Dr. Grant can then compare these MRIs to those of other patients with similar symptoms, even though that data has been anonymized to protect the patients’ identities. The information on those patients is not confined to simply those who’ve attended Boston Children’s Hospital, either: many hospitals can share ChRis, and share their data with other facilities. They call these other hospital datacenters “Enclaves.”

This is tremendously important, said Dr. Grant, as children’s hospitals often see extremely rare diseases and afflictions, making data on those cases scarce. It’s almost incumbent upon these hospitals to share their patient information safely, as the sample pool for some medical issues is far below the needed threshold for proper statistical analysis.

Dr. Grant laid out a hypothetical scenario around this fictional seizure patient, and she intimated that without ChRis, the child could be in for a lifetime of seizures and ineffective medical treatments, all because the initial examination would be from a doctor who had only 15 to 20 minutes to find a defect in the child’s brain MRIs

“Now this is the future of precision medicine: this is what we want to do and this is not possible without the Red Hat infrastructure and ChRis to bridge those two worlds together. Our lead engineer is working hand-in-hand with the Red Hat engineers so there’s no black boxes, and that’s another critical point in medicine: I need to know what happens to my data. I need to trace it through so that I understand the analysis that I get. Working together in open source, yet encrypted environments has now helped us share our collective knowledge to better serve and save while protecting individual identity. Together we are changing how healthcare works and it’s about time,” said Dr. Grant.

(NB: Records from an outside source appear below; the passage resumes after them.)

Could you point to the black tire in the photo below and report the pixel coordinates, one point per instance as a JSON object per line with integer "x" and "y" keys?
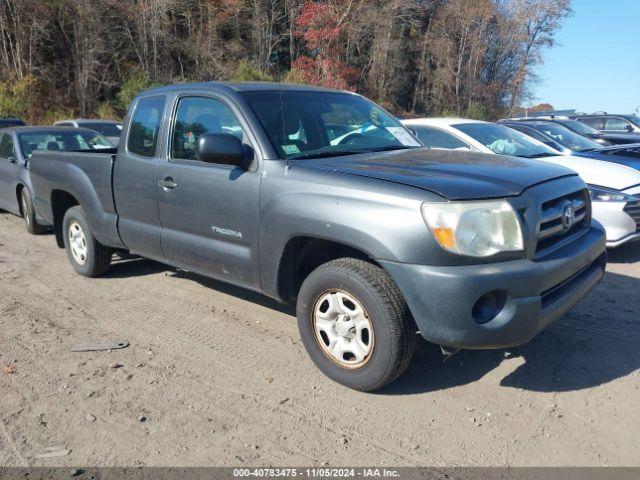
{"x": 394, "y": 330}
{"x": 97, "y": 257}
{"x": 29, "y": 214}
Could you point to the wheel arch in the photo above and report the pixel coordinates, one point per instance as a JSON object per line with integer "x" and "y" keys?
{"x": 303, "y": 254}
{"x": 19, "y": 187}
{"x": 61, "y": 201}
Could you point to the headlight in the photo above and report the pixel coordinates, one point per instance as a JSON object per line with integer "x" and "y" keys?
{"x": 599, "y": 194}
{"x": 476, "y": 229}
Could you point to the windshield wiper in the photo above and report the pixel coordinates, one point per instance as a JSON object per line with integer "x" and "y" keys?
{"x": 540, "y": 155}
{"x": 329, "y": 153}
{"x": 390, "y": 148}
{"x": 339, "y": 153}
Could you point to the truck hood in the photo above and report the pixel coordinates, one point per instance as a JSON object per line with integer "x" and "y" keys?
{"x": 453, "y": 174}
{"x": 628, "y": 158}
{"x": 606, "y": 172}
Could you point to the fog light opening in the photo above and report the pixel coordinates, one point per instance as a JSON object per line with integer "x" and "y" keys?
{"x": 489, "y": 306}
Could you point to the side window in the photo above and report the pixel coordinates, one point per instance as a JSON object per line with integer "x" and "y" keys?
{"x": 593, "y": 122}
{"x": 6, "y": 147}
{"x": 196, "y": 116}
{"x": 434, "y": 138}
{"x": 616, "y": 124}
{"x": 145, "y": 126}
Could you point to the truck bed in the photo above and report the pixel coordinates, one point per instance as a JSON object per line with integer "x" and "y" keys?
{"x": 87, "y": 177}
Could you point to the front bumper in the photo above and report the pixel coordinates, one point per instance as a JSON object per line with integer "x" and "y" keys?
{"x": 619, "y": 225}
{"x": 531, "y": 294}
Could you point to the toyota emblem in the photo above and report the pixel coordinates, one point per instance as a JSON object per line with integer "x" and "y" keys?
{"x": 568, "y": 217}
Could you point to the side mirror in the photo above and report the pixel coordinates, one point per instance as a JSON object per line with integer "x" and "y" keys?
{"x": 223, "y": 149}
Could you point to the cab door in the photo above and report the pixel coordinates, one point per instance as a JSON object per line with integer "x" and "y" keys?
{"x": 9, "y": 171}
{"x": 209, "y": 212}
{"x": 134, "y": 178}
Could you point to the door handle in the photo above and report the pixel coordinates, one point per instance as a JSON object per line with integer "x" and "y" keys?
{"x": 167, "y": 184}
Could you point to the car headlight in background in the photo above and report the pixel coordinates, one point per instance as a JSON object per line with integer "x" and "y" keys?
{"x": 476, "y": 229}
{"x": 599, "y": 194}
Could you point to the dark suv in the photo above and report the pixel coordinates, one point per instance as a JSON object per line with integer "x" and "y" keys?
{"x": 611, "y": 123}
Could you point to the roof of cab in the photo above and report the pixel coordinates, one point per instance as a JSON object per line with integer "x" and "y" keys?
{"x": 88, "y": 120}
{"x": 242, "y": 87}
{"x": 447, "y": 121}
{"x": 46, "y": 129}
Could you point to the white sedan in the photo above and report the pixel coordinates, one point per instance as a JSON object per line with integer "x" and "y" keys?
{"x": 613, "y": 187}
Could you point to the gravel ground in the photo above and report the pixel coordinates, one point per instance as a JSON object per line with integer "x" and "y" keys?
{"x": 215, "y": 375}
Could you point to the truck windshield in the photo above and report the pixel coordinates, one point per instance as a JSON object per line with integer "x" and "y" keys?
{"x": 505, "y": 141}
{"x": 307, "y": 124}
{"x": 567, "y": 138}
{"x": 62, "y": 141}
{"x": 106, "y": 129}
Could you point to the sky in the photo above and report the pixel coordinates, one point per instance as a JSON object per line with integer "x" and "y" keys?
{"x": 595, "y": 64}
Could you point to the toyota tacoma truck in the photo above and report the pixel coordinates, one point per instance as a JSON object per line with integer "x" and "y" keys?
{"x": 322, "y": 199}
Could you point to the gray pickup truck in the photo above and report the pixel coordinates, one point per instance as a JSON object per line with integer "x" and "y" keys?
{"x": 322, "y": 199}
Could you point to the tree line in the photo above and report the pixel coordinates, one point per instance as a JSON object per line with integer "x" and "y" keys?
{"x": 477, "y": 58}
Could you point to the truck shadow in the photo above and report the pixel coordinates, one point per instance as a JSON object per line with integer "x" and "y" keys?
{"x": 595, "y": 343}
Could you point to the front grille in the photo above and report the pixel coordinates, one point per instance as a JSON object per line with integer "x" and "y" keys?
{"x": 553, "y": 230}
{"x": 633, "y": 209}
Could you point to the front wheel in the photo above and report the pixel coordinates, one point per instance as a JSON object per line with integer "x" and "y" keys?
{"x": 88, "y": 257}
{"x": 355, "y": 324}
{"x": 29, "y": 214}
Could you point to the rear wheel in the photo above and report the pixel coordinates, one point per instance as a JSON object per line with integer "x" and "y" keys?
{"x": 88, "y": 257}
{"x": 29, "y": 214}
{"x": 355, "y": 324}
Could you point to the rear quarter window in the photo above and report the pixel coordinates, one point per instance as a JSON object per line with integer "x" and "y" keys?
{"x": 144, "y": 127}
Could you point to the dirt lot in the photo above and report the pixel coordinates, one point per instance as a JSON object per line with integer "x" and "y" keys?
{"x": 221, "y": 378}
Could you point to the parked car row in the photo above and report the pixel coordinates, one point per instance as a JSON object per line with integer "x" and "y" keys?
{"x": 612, "y": 173}
{"x": 323, "y": 200}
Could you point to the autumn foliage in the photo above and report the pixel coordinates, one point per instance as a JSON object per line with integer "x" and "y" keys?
{"x": 320, "y": 27}
{"x": 477, "y": 58}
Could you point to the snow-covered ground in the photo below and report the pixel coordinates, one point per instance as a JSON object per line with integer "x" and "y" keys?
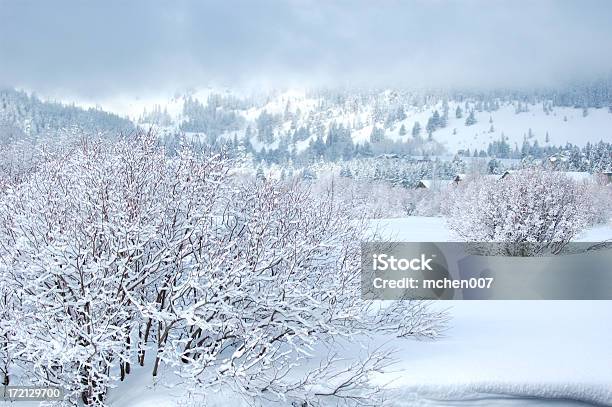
{"x": 502, "y": 352}
{"x": 495, "y": 353}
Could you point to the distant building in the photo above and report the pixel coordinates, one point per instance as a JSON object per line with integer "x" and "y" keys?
{"x": 435, "y": 184}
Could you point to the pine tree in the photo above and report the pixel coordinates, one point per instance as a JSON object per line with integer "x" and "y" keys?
{"x": 416, "y": 129}
{"x": 471, "y": 119}
{"x": 402, "y": 130}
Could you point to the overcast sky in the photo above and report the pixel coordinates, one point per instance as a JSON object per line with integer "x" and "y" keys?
{"x": 89, "y": 49}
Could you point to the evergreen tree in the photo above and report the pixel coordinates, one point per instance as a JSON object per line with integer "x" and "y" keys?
{"x": 458, "y": 112}
{"x": 402, "y": 131}
{"x": 471, "y": 119}
{"x": 416, "y": 129}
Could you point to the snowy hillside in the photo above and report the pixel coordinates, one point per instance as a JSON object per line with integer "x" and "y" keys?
{"x": 516, "y": 120}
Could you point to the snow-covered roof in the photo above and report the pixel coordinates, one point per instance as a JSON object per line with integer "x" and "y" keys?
{"x": 579, "y": 176}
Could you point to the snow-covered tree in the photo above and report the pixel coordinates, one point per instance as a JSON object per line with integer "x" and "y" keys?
{"x": 543, "y": 208}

Red Hat is enabling the Boston Children’s Hospital to have the tools they need to save lives and innovate in medicine. That’s their business, after all. We’re here to provide the infrastructure to allow them to do their work in a better, more productive and more impactful manner. But the innovation they’ve unlocked has been thanks to their skilled technical and medical teams.

While SRI has since moved on to a much wider range or research than took place in Engelbart’s time, we see our work on open source, Linux, Kubernetes and OpenShift as an extension of that 50 year old dream. We’re here to help augment the capabilities of humans around the world, and in doing so, enable those humans to cure many medical diseases and save lives.